Die vraag deed ze af met een frons. 'Natuurlijk, maar hij vloekt niet. '

'Dat doen lang niet alle patiënten die aan dat syndroom lijden. '

'Paul zei dat de symptomen niet binnen het typische Tourette-patroon passen. '

'In welk opzicht?'

Weer een achterdochtige blik. Het duurde vijf minuten voordat ze antwoord gaf en van dat antwoord klopte niets. Mijn twijfels ten aanzien van Kruse werden sterker.

'Toch vind ik dat je aan de mogelijkheid van Tourette moet blijven denken, ' zei ik. 'We weten nog niet voldoende van het syndroom af om a-typische casussen te kunnen uitsluiten. Ik zou je willen adviseren de jongen eens te laten onderzoeken door een kinderneuroloog. Haldol zou geen slechte keuze zijn. '

'Het ouderwetse medische patroon, ' zei Julian, die zijn pijp even afklopte en toen weer aanstak.

Aurora bewoog haar kaken, alsof ze aan het kauwen was.

'Wat denk je nu?' vroeg een van de andere mannen haar. Hij had smalle schouders en was verder ook mager. Zijn roestbruine haar zat in een paardestaart en hij had een onverzorgde hangsnor. Hij had een gekreukeld corduroy pak aan, een shirtje, een extra brede das en smerige gympjes en hij sprak met een zachte, muzikale, meelevende stem. Maar ook zalvend, als een priester die de biecht afnam, of de gastheer van een kinderprogramma. 'Deel je gedachten met ons, Aurora. '

'O, jezus Christus!' Ze wendde zich tot mij. 'Ik zal je raad opvolgen. Als we het medische model nodig hebben, zullen we daar gebruik van maken. '

'Je klinkt gefrustreerd, ' zei de grijsharige vrouw.

'Houd op met dat geouwehoer!' zei Aurora.

Voordat Grijshaartje kon antwoorden, ging de deur open. Allen keken op. De blik in een ieders ogen werd harder.

Een beeldschone zwartharige vrouw stond in de deuropening, met een arm vol boeken. Meisje, geen vrouw. Ze zag er meisjesachtig uit, had een jongerejaars kunnen zijn, en even dacht ik dat ze naar de verkeerde ruimte was gekomen.

Maar ze liep de kamer verder in.

Ze had een donkere, gekwelde schoonheid, als een actrice in een van die zwart-witte film noirs waarin goed en kwaad versmelten, visuele beelden om de voorrang strijden met golvende jazzmuziek en waarvan het einde dubbelzinnig is.

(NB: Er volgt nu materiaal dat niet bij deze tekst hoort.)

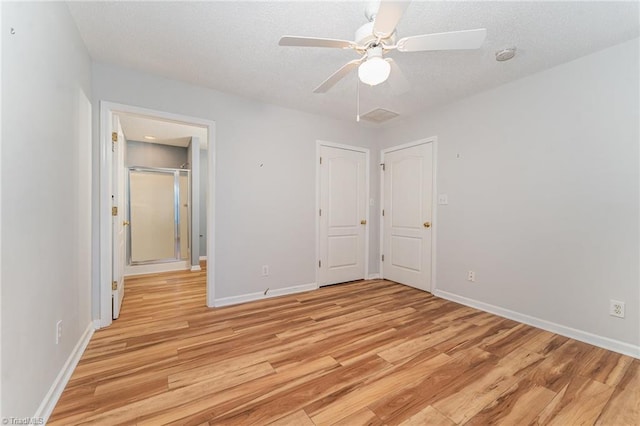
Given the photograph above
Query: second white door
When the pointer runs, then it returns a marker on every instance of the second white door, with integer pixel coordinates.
(343, 215)
(407, 194)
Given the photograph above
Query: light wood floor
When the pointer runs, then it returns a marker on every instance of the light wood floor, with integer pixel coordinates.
(371, 352)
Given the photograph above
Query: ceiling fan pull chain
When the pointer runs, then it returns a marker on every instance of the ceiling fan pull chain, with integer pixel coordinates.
(357, 100)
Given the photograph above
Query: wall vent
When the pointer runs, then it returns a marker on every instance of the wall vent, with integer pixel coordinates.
(379, 115)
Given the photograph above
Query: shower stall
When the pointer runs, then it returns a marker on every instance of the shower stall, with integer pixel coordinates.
(159, 212)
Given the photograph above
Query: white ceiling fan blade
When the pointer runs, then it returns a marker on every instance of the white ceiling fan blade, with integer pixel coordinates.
(337, 76)
(388, 16)
(315, 42)
(469, 39)
(398, 82)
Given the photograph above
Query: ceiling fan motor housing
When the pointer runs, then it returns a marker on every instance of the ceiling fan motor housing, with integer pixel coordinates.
(364, 36)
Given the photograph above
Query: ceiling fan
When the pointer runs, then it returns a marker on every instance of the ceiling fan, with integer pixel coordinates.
(377, 37)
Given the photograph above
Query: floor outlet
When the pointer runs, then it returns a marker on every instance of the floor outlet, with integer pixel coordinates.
(616, 308)
(58, 331)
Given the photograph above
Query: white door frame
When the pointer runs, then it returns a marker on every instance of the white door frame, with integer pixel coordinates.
(106, 111)
(366, 152)
(434, 204)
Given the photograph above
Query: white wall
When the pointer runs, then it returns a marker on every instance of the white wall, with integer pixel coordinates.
(544, 199)
(265, 175)
(45, 199)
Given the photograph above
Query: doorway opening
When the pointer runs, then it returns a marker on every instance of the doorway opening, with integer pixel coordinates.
(343, 213)
(407, 185)
(156, 198)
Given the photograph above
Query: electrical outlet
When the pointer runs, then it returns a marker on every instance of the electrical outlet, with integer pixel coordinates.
(616, 308)
(58, 331)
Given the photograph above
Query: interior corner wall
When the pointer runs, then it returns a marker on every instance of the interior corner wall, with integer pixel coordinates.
(46, 200)
(542, 177)
(203, 200)
(265, 175)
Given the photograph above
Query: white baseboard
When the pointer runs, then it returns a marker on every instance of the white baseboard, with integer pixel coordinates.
(51, 398)
(243, 298)
(583, 336)
(155, 268)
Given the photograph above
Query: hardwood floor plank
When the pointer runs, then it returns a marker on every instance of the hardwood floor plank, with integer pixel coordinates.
(579, 402)
(519, 405)
(369, 352)
(428, 416)
(299, 418)
(622, 409)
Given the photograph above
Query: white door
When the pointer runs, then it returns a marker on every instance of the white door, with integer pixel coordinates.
(407, 209)
(343, 215)
(118, 221)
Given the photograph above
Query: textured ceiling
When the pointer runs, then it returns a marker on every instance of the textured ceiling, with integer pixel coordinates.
(233, 46)
(136, 127)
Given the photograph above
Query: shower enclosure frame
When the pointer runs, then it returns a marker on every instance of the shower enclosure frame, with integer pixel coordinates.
(176, 215)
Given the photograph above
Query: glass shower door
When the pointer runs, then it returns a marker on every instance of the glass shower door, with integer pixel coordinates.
(159, 213)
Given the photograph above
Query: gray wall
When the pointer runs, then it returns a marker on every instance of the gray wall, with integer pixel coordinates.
(264, 215)
(544, 197)
(46, 199)
(203, 201)
(155, 155)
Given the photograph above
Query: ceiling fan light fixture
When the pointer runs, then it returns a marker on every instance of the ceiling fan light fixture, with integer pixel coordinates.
(374, 70)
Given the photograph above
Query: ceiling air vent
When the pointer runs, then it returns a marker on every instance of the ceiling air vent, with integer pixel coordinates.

Ze had een nauwsluitende roze gebreide jurk aan met een witleren ceintuur en roze pumps met halfhoge hakken. Haar haren waren in-gekruld, glansden en waren perfect gekapt. Haar gezicht was gepoederd, ze had mascara op en haar lippen waren glanzend roze gestift. De jurk reikte tot haar knieën. Haar benen waren fraai gevormd, gestoken in dunne nylonkousen. De juwelen die ze droeg, waren van echt goud, haar nagels waren lang en gelakt - de kleur van de lak een nuance dieper dan die van de jurk.

En parfum, dat de nare lucht in de kamer verdreef: zeep en water, vers gras en lentebloesems.

Perfecte rondingen, porseleinen witheid, zachtroze, perfect samengevoegd. Bijna pijnlijk misplaatst in die zee van denim en bewuste onverzorgdheid.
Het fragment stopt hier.